TERRAS DE PENALVA ONDE «A LIBERDADE É A COMPREENSÃO DA NECESSIDADE»

O CASTENDO

TERRAS DE PENALVA ONDE «A LIBERDADE É A COMPREENSÃO DA NECESSIDADE»

Fernando Ruas e o "disparate"

    Fernando de Carvalho Ruas, nascido em Farminhão a 15 de Janeiro de 1949, não é uma pessoa qualquer, digo eu.

Licenciado em Economia pela Faculdade de Economia da Universidade de Coimbra é, nomeadamente: 

  • Presidente da Câmara Municipal de Viseu desde 1990.
  • Preside, desde essa altura, ao Conselho de Administração dos Serviços Municipalizados de Água e Saneamento de Viseu.
  • Presidente desde 1990 da Assembleia Distrital de Viseu.
  • Membro do Bureau Executivo da Nova Organização Mundial "Cidades e Governos Locais Unidos".
  • Conselheiro do Comité das Regiões, nomeado pela Assembleia da República.
  • Presidente da Mesa Permanente Luso-Espanhola.
  • Vice-Presidente da Mesa do Congresso do Partido Social Democrata (???).
  • Foi Deputado da Assembleia da República, eleito em Outubro de 1995 e reeleito em Outubro de 1999.
  • Presidente da Associação Nacional de Municí­pios Portugueses desde Abril de 2002.

Daí o ter andado intrigado com a sua atitude em relação à propaganda da Festa do «Avante!» 2008

Súbito ataque de iliteracia? Não percebeu o artigo 37º da Constituição da República? Não apreendeu o conteúdo da Lei 97/88 e da Lei 23/200? Não entendeu o acórdão nº 258/2006 do Tribunal Constitucional? Não percepcionou os vários pareceres da Comissão Nacional de Eleições (CNE) que reafirmam que «nenhuma Câmara Municipal pode produzir regulamentos que determinem outras regras para além das que a Lei geral estabelece”» e que «a liberdade de propaganda é aplicável durante os períodos eleitorais como fora deles»?

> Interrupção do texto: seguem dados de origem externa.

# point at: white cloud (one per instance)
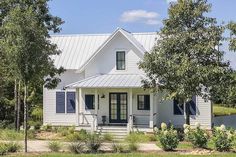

Ou desconhecimento que a hierarquia das leis em Portugal é: Constituição, Lei (da Assembleia da República), Decreto-lei (do governo), Portaria e Despacho. Logo nenhum regulamento de uma Câmara Municipal se pode sobrepor à lei?

Ou seria por causa da Volta a Portugal em bicicleta e não querer que as imagens dos pendões, faixas e cartazes da Festa do «Avante!» aparecessem nas Televisões?

Ou ignorância de que 48 anos de ditadura fascista, com ilegalização, milhares de PIDE's, dezenas de milhar de legionários e bufos, aparelho repressivo da GNR e da PSP, perseguições, torturas e prisões não silenciaram a voz do Partido Comunista Português?

Ou...

De repente fez-se luz. Está tudo explicado!

«A rua não é do PCP» proclamou tonitruante no  Pontal o seu «camarada» de partido Mendes Bota. O povo pode fazer o «disparate» (sic) de votar no PCP nas próximas eleições, afirmou do alto da sua cátedra, no mesmo local, outro «camarada» do PSD, Ângelo Correia (estes senhores não se enxergam?). Isto depois de idênticas teses expendidas na comunicação social dominante por Mário Soares, Manuel Alegre e outros socialistas (já repararam como a forma é diferente, mas o conteúdo é o mesmo?).

O problema, está visto, é mesmo o PCP. A sua intensa actividade. As suas propostas alternativas. O seu apoio ao desmascaramento, à resistência e ao combate às políticas da direita dos interesses.

Já que estamos a falar de «legalidade» só uma dúvida metódica minha: as estruturas onde  está a publicidade ao Palácio do Gelo (nomeadamente os outdors) estão, à data de hoje, devidamente licenciadas?